Benguet vegetables remain a lucrative business for the province. Described by Benguet officials as a “multimillion-peso industry,” the production of beans, cabbages, lettuce, cauliflower, broccoli, bell pepper and potatoes increased in 2024 by 6.05 percent or an estimated total of 253,543.95 metric tons, most of which were shipped to Manila and other Luzon provinces, according to the PSA.

Out-migration represented by youths abandoning their family farms to pursue other jobs in neighboring Cordillera towns and provinces or in other parts of the country has also been a working theory to explain the apparent downtrend in new farmers.
But Buyuccan pointed out that farming communities like Bokod saw a rise in migration when new farm roads were built and a prominent university set up a campus there.
The 2024 CBMS also showed improvements in the quality of life in many Benguet communities that could encourage young residents to remain at home.
Between 2022 and 2024, 95.8 percent of households in Benguet’s 13 towns have access to electricity, Buyuccan said. Internet access has also increased for all upland towns from 72.8 percent in 2022 to P79.8 percent in 2024. As of last year, 91.8 percent of Benguet households relied on clean fuel, although 8.2 percent in far flung neighborhoods still use kerosene, wood and charcoal to cook their meals.
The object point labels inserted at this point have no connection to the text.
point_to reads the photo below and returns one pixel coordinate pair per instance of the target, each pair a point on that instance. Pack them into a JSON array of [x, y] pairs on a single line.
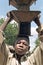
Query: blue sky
[[4, 8], [38, 6]]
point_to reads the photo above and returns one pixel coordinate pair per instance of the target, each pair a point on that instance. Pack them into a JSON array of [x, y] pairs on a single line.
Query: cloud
[[33, 38]]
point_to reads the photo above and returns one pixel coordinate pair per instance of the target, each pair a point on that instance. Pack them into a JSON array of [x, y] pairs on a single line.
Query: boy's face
[[21, 47]]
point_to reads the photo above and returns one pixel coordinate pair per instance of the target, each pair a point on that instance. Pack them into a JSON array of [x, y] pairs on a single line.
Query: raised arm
[[3, 47]]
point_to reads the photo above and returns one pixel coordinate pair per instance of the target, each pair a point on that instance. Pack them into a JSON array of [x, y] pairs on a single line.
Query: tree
[[10, 32], [37, 42]]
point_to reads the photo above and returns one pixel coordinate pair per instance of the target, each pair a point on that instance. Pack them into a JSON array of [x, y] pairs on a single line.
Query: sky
[[38, 6]]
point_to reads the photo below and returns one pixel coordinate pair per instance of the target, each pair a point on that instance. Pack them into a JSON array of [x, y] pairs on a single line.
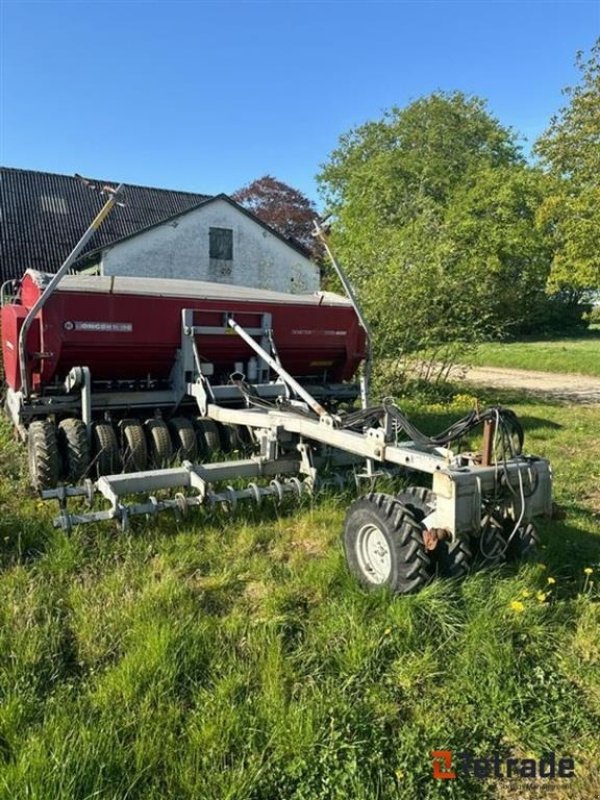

Aging, negative population
The aging Cordillera population which coincides with vastly lower birth rates, even in Benguet, may be relevant to the changing economic demographics, according to the Cordillera Regional Population Executive Board which also convened on Friday.
The elderly Cordillera population would grow to 7.11 percent by 2026, because Abra saw a rise in aging back in 2015, Mountain province in 2021, and Kalinga in 2024, while Benguet and Ifugao would show a dominant aging population by 2034 and 2035, according to the Commission on Population and Development.
But the region is also dealing with a slow population growth that has resulted in negative growth rates, particularly in the provinces of Abra (with a negative 0.39 percent rate as of 2024) and Mountain Province (-1.3 percent). In 2024, the Cordillera had a projected population of 1.808 million people, up from 1.797 million during the 2020 census.

Negative population growth has also been reflected in the Benguet towns of Itogon (-0.69) and Kibungan (-0.24).
The number of registered live births throughout the Cordillera dropped from over 25,000 in 2023 to about 22,000 last year. Benguet recorded the highest births with 5,257 but the number was a 17-percent drop from live births recorded in 2023.
The number of registered marriages in the mountain region also dropped by 23.34 percent from 8,539 in 2023 to 6,546 weddings last year.
The number of deaths has also dropped, from 10,092 in 2023 to 9,237 in 2024, which factors in the demographic composition of the population.
To address the economic impact of a dwindling population that has been happening for the last four years, the Population Executive Board on Friday formed a technical working group to design an analytical tool to explain the Cordillera’s population loss.